1940 - Femininity Certificates
The image above is from a New York Times article found at the link below. Maria Jose Martinez was an 800 meter runner who won a gold medal at the World Championships in Berlin. In 1983, she was tested and given the femininity certificate above. However, in 1895, she was tested again and was declared a man. She lost her eligibility to compete, her friends, her fame, and her fiancé.
By 1940, the international sports committee required all female athletes to submit "femininity certificates" to verify their sex. This practice stemmed from the 1936 Berlin Olympics where several female athletes in track and field exhibited masculine traits as they strained in their events. Stella Walsh of Poland and Helen Stephens of the United States, the two world leading runners in the one hundred meter dash, were both accused of being male imposters heading into the Berlin olympics. Their bulging muscles and angular faces caused both athletes to be publicly accused of being men after the race. In fact, Stephens beat Walsh to get the world record in the event and was publicly accused by Walsh of being a man.

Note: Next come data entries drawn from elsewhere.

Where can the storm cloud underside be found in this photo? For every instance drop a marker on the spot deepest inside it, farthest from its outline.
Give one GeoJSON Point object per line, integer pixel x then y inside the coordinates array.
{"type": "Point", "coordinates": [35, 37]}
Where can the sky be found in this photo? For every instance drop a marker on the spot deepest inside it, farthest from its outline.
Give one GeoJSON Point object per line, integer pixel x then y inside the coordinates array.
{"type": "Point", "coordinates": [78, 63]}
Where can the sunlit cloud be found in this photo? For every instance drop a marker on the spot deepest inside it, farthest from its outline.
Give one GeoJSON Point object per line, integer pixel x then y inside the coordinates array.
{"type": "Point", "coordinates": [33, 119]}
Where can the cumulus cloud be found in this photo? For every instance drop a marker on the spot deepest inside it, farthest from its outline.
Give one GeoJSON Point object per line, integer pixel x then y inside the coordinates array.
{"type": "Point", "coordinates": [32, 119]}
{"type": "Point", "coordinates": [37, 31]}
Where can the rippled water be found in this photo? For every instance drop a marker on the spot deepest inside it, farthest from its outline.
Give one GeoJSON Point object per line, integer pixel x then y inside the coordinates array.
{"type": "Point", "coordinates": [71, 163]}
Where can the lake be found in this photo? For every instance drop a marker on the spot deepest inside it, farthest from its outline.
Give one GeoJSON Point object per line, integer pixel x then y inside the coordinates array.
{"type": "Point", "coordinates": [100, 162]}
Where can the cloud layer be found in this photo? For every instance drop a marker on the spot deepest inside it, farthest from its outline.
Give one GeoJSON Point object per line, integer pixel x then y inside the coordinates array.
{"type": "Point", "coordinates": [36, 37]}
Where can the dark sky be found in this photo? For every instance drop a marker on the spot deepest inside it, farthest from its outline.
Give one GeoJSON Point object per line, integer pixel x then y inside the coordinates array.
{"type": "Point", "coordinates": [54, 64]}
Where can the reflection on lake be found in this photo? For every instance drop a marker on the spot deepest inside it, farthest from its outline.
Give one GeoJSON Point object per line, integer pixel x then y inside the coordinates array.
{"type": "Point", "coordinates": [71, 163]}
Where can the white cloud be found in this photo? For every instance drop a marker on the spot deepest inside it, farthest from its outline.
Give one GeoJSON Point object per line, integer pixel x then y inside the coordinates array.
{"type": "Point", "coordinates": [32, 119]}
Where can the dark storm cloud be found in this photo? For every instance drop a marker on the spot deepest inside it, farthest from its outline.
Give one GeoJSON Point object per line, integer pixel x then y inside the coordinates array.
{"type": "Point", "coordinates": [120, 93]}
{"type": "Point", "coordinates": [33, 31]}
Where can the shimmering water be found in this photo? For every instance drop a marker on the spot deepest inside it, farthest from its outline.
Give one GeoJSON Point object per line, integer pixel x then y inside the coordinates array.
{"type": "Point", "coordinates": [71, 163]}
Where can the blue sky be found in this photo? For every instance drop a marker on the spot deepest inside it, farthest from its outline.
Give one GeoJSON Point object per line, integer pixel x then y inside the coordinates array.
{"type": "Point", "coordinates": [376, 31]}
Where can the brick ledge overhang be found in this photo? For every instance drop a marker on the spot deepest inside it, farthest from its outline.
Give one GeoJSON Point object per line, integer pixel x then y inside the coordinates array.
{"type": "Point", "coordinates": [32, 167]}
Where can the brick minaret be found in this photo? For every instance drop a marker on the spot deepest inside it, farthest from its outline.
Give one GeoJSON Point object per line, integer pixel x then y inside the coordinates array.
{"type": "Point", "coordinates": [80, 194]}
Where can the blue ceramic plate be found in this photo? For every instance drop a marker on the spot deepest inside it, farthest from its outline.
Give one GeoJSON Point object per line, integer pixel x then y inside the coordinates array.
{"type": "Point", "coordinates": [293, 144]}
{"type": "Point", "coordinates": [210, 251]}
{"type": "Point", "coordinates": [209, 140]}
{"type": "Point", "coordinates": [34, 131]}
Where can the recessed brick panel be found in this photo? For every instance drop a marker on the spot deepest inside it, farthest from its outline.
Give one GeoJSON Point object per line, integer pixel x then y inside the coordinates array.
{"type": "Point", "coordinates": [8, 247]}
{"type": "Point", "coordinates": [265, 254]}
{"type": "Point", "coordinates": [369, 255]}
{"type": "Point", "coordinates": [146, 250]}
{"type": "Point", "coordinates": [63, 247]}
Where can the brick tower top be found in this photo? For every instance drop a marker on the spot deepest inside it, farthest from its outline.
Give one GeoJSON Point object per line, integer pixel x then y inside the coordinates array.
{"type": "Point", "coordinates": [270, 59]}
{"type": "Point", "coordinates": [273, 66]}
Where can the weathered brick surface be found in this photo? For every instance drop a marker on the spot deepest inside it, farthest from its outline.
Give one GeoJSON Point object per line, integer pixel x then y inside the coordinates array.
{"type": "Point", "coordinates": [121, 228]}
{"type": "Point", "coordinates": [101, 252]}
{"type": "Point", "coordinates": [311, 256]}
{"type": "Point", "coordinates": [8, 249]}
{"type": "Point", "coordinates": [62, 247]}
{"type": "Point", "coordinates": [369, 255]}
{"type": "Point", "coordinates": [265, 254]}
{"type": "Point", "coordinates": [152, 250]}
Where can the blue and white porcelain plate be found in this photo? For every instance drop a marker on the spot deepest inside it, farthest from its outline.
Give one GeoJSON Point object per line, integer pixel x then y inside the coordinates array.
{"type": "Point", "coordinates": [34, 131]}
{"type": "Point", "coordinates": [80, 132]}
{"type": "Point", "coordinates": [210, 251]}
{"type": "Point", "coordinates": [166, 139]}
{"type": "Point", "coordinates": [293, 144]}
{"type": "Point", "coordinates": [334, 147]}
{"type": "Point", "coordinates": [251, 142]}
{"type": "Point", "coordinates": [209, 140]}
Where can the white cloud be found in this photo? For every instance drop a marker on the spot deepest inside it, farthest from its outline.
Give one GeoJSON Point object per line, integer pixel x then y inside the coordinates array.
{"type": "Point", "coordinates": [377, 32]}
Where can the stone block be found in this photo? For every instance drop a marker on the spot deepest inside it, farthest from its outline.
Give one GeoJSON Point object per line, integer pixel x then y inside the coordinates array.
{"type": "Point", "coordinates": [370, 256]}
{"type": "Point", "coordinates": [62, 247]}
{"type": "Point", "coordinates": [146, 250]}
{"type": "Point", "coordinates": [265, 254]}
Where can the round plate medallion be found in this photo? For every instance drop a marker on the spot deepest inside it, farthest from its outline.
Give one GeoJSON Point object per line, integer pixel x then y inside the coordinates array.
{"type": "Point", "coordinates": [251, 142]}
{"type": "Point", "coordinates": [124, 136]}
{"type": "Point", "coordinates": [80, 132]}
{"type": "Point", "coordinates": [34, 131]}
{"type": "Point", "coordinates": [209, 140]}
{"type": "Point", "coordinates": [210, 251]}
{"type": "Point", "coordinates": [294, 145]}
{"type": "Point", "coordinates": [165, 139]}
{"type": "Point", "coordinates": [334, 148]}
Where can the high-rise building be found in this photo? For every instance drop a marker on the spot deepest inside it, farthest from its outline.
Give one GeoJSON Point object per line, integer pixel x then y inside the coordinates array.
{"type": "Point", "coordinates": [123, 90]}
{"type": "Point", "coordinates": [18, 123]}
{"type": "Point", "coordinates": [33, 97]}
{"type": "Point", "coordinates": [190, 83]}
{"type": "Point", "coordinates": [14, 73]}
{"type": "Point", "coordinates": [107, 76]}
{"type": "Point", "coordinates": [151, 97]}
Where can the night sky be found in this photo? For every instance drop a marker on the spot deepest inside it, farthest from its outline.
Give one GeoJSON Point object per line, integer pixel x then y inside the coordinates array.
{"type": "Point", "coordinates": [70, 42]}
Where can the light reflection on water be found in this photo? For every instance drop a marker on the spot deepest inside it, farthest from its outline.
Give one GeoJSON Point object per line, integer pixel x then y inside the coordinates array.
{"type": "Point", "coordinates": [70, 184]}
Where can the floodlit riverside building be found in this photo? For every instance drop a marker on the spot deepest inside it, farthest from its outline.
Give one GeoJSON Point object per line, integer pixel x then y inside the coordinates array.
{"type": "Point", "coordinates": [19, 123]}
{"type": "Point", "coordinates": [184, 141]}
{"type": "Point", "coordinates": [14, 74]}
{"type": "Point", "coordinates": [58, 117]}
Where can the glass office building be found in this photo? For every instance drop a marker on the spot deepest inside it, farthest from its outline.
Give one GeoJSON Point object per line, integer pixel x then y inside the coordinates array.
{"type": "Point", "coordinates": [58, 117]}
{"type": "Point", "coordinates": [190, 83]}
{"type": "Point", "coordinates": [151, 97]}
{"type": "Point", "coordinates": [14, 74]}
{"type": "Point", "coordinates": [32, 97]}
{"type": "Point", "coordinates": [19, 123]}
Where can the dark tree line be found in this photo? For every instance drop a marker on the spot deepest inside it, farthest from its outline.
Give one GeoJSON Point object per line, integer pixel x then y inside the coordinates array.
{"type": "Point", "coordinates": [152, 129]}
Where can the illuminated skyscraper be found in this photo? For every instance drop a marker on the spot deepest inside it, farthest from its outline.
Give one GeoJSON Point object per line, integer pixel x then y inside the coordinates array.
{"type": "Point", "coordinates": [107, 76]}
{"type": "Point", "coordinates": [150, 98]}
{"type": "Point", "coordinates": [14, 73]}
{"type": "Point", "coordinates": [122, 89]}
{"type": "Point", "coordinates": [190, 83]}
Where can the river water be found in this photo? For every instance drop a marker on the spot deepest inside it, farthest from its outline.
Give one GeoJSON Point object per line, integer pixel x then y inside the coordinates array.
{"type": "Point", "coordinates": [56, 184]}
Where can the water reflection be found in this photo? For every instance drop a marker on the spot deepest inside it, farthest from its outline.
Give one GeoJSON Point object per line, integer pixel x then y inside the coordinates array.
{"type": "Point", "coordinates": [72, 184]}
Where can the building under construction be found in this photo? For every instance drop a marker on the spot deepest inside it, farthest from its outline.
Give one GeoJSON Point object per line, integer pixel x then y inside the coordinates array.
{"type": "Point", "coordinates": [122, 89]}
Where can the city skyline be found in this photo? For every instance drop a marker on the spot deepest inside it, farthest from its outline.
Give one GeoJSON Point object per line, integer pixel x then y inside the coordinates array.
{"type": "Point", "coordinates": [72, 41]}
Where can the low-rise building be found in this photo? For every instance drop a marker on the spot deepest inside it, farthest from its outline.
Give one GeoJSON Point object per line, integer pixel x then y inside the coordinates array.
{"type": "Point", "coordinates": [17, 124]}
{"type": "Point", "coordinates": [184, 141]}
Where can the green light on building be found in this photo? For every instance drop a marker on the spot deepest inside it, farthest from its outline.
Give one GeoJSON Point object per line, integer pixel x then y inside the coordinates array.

Before the olympics, physicians on site had examined Stephens's anatomy and declared her female, however, an autopsy forty years later determined her to be ambiguous. After this scandal, the international sports committee began requiring embarrassing "femininity certificates" for all female athletes to compete. In fact, Prince Franz Josef of Liechtenstein, a member of the International Olympic Committee, spoke for many when he said he wanted to “be spared the unesthetic spectacle of women trying to look and act like men.”